Standards and labels

• ISO 13485:2016

  Medical devices with the ISO 13485:2016 rating are tested for a quality management system that ensures consistent safety, quality, and regulatory compliance throughout their lifecycle. This provides assurance that the product is reliably produced to high international standards for patient use.

  Test results

  Medical Management Passed

  This product was made under a quality management system that ensures consistent design, production, and distribution. This focuses on the safety, performance, and regulatory compliance of medical devices throughout their entire lifecycle, from design to disposal.

• EN 421:2010

  Protective gloves with the EN 421:2010 rating are tested for protection against ionizing radiation and radioactive contamination, ensuring they are liquid-proof and provide adequate shielding. This means the gloves are designed to safely protect your hands in environments where you might encounter radioactive materials or radiation.

  Test results

  Radiation & Contamination Tested

  This product provides protection against radioactive contamination and ionizing radiation. It is liquid-proof to prevent penetration by contaminated substances and may contain lead or equivalent metals to shield against radiation, making it suitable for handling radioactive materials.

• EN ISO 21420:2020

  Protective gloves, mittens, and arm protectors with the EN ISO 21420:2020 rating are tested for general requirements like material safety, comfortable fit, and dexterity. This ensures the products are safe against your skin, provide a good fit, and allow for easy hand movement while you use them.

  Test results

  General Requirements Guide

  Ensures protective gloves meet general requirements for design, comfort, and safety. It guarantees the materials won't harm you, are sized correctly for better dexterity, and are constructed to be easily put on and taken off.

• EN ISO 9001:2015

  Products with the EN ISO 9001:2015 rating are tested for consistent quality management processes to meet customer and regulatory requirements. This means you can expect reliable products and services, as the company is committed to improving customer satisfaction.

  Test results

  Service Reliability Passed

  This product is backed by a quality management system that ensures you receive consistent and dependable service. It focuses on providing reliable support and a positive customer experience, from initial contact to post-delivery activities.

• EN ISO 374-5:2016

  Gloves with the EN ISO 374-5:2016 rating are tested for protection against microorganisms, including bacteria, fungi, and potentially viruses. This means the gloves act as a barrier, helping to prevent contact with and transmission of these harmful biological agents for improved hygiene and safety.

  Test results

  Micro-organisms Bacteria & Fungi

  This product provides a protective barrier against bacteria and fungi. It is tested to ensure it does not leak, making it useful for tasks where you need to avoid direct contact with these micro-organisms.

• EN ISO 374-1:2016

  Gloves with the EN ISO 374-1:2016 rating are tested for resistance against specific hazardous chemicals and microorganisms, including permeation, penetration, and degradation.
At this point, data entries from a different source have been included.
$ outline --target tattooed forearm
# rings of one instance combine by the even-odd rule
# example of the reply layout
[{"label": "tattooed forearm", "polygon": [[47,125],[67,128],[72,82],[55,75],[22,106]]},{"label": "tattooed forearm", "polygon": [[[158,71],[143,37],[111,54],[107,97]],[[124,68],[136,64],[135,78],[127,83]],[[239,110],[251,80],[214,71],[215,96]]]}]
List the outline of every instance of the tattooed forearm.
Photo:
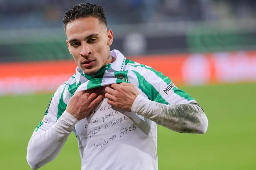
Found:
[{"label": "tattooed forearm", "polygon": [[140,96],[134,105],[132,110],[178,132],[204,133],[207,129],[207,118],[197,103],[166,105]]}]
This rating helps you choose gloves that provide the right level of protection for safely handling various dangerous substances.

  Test results

  Specified Requirements Type B

  This glove provides protection against chemical splashes, resisting permeation from at least three specific chemicals for over 30 minutes. It is ideal for tasks involving moderate contact with listed hazardous substances.

• Food Safe

  Food safe refers to the safety of food products that are used or consumed by people. In Europe, food safety is regulated by the European Union (EU) and the European Food Safety Authority (EFSA). These organizations set standards and requirements for food products to ensure they are safe to eat. To be considered "food safe" in Europe, a product must meet these standards and be free of harmful substances. This includes being free of harmful bacteria, pesticides, and other contaminants. Food products that do not meet these standards cannot be sold or used in the EU.

• MD Label

  MD stands for "Medical Device." It refers to any instruments, apparatus, machines, implants, or other similar or related articles that are intended to be used for human beings for the purpose of diagnosis, prevention, monitoring, treatment or alleviation of disease, injury or disability. In Europe, a MD Label is a special label that must be on all Medical Devices that are sold or used in the European Union (EU). The label must include information about the product, such as the name of the manufacturer, the intended use of the product and CE mark. To be able to sell or use a Medical Device in the EU, the device must meet certain standards and requirements set by the European Union and notified body.

• PPE Category 3

  PPE stands for "personal protective equipment." PPE Category 3 refers to equipment that is complex and provide the highest level of protection such as powered respirators, SCBA, and full body suits. In Europe, PPE Category 3 must meet certain safety standards set by the European Union, which means that it must be designed and manufactured to protect the user without causing harm. Companies that make or sell PPE must prove that it meets these standards. They also must have a quality management system in place, have to be audited regularly by a notified body and have to have a technical documentation.